What Is Context Poisoning?

Context poisoning occurs when low-quality, contradictory, or maliciously crafted documentation gets retrieved and influences the model's output. Two TechDocs pages for the same service that give conflicting deployment instructions will cause the model to blend them into a response that's confidently wrong. A poorly maintained runbook that describes a procedure deprecated two years ago is a context poisoning vector.

The solution is content governance: ownership requirements for every TechDocs page, last-reviewed timestamps surfaced in the catalog, and automated quality checks that flag documentation not updated in over 90 days. The AI doesn't discriminate between trusted and untrusted docs. The retrieval system surfaces whatever scores highest semantically. You own the quality of what gets indexed.

What Is Context Overreach?

Context overreach happens when you inject too much data into the prompt, including irrelevant retrieved chunks that dilute the signal and confuse the model. A developer asking about the auth service's rate limits doesn't need context from the billing service's TechDocs, even if billing is a downstream dependency. Retrieving ten chunks when three would suffice increases token cost, slows the response, and statistically introduces off-topic content that nudges the model toward a less precise answer.

The fix is tighter retrieval: stricter similarity thresholds, metadata filtering (retrieve only docs tagged to the queried service), and re-ranker models that score retrieved chunks for relevance before they enter the prompt. Context budgeting, deciding in advance how many tokens each source type is allowed to consume, is a practical starting point.

What Is Privilege Leakage in AI Systems?

Privilege leakage occurs when the AI assistant returns information about services, infrastructure, or documentation that the querying user shouldn't have access to, because the retrieval layer doesn't enforce the same Role-Based Access Controls (RBAC) as the IDP itself. A junior engineer asking a general question about "our database infrastructure" shouldn't receive details about the security team's secrets management service, even if that service's TechDocs scored highly in the semantic search results.

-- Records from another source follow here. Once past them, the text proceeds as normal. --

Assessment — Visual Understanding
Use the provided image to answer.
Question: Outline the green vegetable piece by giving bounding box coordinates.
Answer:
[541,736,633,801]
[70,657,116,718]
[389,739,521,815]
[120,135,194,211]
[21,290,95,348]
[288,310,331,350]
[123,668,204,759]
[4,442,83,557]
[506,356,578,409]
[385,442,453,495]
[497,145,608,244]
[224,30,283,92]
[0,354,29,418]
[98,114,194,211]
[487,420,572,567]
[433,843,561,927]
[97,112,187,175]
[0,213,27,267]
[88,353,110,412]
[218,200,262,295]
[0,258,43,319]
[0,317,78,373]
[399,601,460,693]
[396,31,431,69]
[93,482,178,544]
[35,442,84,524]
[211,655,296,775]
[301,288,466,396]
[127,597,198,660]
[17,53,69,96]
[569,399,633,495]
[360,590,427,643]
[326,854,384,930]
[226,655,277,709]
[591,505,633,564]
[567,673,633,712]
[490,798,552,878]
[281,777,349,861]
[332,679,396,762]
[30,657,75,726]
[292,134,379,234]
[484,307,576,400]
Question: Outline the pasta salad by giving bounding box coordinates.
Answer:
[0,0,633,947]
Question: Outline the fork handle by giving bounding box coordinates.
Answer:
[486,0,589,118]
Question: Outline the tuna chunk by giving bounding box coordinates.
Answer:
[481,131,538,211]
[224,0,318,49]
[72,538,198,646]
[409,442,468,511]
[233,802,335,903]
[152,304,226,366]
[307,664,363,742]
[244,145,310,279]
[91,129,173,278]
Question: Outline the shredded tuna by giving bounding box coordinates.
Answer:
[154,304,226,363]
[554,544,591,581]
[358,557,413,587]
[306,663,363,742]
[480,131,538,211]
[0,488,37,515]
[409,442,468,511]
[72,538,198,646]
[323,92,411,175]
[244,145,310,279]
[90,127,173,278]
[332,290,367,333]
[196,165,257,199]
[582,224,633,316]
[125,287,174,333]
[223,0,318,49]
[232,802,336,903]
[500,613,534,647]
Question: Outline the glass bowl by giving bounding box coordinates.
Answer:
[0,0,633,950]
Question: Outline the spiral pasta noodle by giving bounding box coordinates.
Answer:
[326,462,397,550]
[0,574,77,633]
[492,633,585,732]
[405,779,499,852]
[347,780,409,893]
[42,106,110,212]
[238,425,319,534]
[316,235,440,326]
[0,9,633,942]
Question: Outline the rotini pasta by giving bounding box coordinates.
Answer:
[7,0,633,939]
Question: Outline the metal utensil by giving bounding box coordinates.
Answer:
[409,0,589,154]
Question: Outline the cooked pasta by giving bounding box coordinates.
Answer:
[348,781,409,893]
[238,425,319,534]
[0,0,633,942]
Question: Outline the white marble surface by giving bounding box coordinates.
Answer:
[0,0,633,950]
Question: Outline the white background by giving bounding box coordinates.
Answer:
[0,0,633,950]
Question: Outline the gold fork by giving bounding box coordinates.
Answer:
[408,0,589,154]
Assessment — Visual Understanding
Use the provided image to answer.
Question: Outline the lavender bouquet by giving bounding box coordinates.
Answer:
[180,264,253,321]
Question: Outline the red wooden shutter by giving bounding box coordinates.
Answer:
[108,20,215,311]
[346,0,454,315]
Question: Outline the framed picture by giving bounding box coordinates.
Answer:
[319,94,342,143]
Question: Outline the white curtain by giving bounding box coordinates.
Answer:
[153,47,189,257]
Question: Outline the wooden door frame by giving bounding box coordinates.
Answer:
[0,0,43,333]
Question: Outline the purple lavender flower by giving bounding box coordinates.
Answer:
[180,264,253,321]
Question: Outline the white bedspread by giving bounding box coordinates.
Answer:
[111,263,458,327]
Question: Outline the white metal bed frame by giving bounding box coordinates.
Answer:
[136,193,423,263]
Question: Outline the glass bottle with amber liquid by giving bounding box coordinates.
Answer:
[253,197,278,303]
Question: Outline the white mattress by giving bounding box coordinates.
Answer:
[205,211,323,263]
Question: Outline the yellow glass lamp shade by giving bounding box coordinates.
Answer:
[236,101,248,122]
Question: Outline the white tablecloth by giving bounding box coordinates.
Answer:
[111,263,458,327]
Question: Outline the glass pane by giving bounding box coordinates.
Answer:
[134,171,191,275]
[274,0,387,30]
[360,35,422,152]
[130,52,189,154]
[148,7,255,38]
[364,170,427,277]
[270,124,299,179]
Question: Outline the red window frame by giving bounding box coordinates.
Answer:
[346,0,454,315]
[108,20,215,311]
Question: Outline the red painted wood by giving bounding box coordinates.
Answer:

Preventing privilege leakage requires that your retrieval pipeline filters indexed documents by the user's Backstage permissions before returning results. It's not enough to apply RBAC at the catalog UI layer; the vector search results that feed the LLM must respect the same access policies. This is one of the most commonly overlooked security requirements in IDP AI implementations.

What Are Implicit Trust Chains?

An implicit trust chain forms when a document retrieved as context itself references other documents — runbooks, architecture decision records, external wikis — that are outdated, incorrect, or not indexed by the retrieval system. The model reads the retrieved doc, which cites "the standard deployment procedure in the ops runbook," but the ops runbook lives in Confluence and isn't indexed. The model either ignores the reference, invents what it thinks the runbook says, or generates an incomplete answer.

Auditing your documentation for external references and either bringing those references into your indexed corpus or explicitly removing the links is a necessary part of context engineering. Every document in your retrieval index is implicitly vouching for everything it cites.

The pattern running through every definition in this glossary is simple: context engineering is now a core platform responsibility, not an AI feature bolted on at the edge. LLMs are capable of sophisticated reasoning, but they reason over whatever you give them. Platform teams that invest in clean catalogs, maintained TechDocs, and well-governed golden paths aren't just doing good hygiene. They're building the infrastructure that makes AI actually work.